Lord Bassam of Brighton: I have a horrible feeling that, with some regret, I am going to disappoint the noble Earl, Lord Russell. I want to explain as carefully as I can why that is.

The amendment proposed by the noble Baronesses, Lady Hamwee and Lady Maddock, would amend Clause 117 by adding a further provision to ensure that local authorities have regard to guidance about making local polls accessible to disabled people. The clause creates an express provision for councils to hold advisory polls, to help them provide good community leadership and engage with their local communities. It gives councils broad flexibility in who is polled and how the poll is conducted.

Local authorities already undertake a wide range of initiatives designed to learn about the public's views on their work. We know that they attach great importance to involving people with disabilities fully in this process. We believe that good practice in this area is best served by allowing councils the freedom to innovate. We expect local authorities to provide access to facilities to enable any hard-to-reach group to participate in any such polls. However, we do not think that requiring them to have regard to guidance in this way is either necessary or desirable. We cannot see how that would add anything.

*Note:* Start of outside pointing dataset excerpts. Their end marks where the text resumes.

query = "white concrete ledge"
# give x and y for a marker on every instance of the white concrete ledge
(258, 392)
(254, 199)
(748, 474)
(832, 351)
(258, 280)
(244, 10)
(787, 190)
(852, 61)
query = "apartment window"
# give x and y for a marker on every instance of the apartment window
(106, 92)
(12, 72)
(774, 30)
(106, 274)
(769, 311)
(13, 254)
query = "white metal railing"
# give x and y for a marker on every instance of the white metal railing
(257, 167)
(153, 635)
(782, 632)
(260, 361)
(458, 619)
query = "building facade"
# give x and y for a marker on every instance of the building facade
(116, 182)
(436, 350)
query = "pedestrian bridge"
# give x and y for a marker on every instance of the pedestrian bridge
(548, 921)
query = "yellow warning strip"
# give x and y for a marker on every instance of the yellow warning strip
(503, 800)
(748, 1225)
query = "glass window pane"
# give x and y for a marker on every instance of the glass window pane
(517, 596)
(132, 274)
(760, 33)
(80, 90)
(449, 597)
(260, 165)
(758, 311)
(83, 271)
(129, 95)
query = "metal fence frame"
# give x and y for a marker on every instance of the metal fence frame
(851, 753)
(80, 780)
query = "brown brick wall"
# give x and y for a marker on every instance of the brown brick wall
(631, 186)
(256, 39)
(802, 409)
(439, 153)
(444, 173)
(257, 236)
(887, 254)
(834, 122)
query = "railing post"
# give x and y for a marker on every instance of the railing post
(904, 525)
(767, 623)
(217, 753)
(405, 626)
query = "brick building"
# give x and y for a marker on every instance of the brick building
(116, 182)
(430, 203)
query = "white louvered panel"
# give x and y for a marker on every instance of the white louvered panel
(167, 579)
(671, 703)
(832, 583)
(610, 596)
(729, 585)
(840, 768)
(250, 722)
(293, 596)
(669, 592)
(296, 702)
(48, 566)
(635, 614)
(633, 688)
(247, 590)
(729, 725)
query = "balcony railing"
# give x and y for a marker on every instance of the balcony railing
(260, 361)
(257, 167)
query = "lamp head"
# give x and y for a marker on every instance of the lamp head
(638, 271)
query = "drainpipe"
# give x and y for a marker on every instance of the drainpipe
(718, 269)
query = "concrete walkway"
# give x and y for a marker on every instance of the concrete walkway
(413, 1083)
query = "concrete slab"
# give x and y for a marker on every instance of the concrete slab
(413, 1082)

Good practice exists and is being disseminated. We do not believe that the imposition of a further layer of guidance will add anything extra. Most local authorities are now much more sensitive to this range of issues and to the need to make polls, including local polls, much more accessible to hard-to-reach groups. There may well have been problems historically, and we appreciate the spirit in which the amendment has been moved.

Baroness Gould of Potternewton: I am sorry to interrupt my noble friend. As I said, however, I feel very strongly about the issue. If the Electoral Commission came out with guidance, as I am sure it will, we would surely then expect local authorities to follow that guidance. My noble friend suggests that such further guidance is not necessary, but I suggest that it is.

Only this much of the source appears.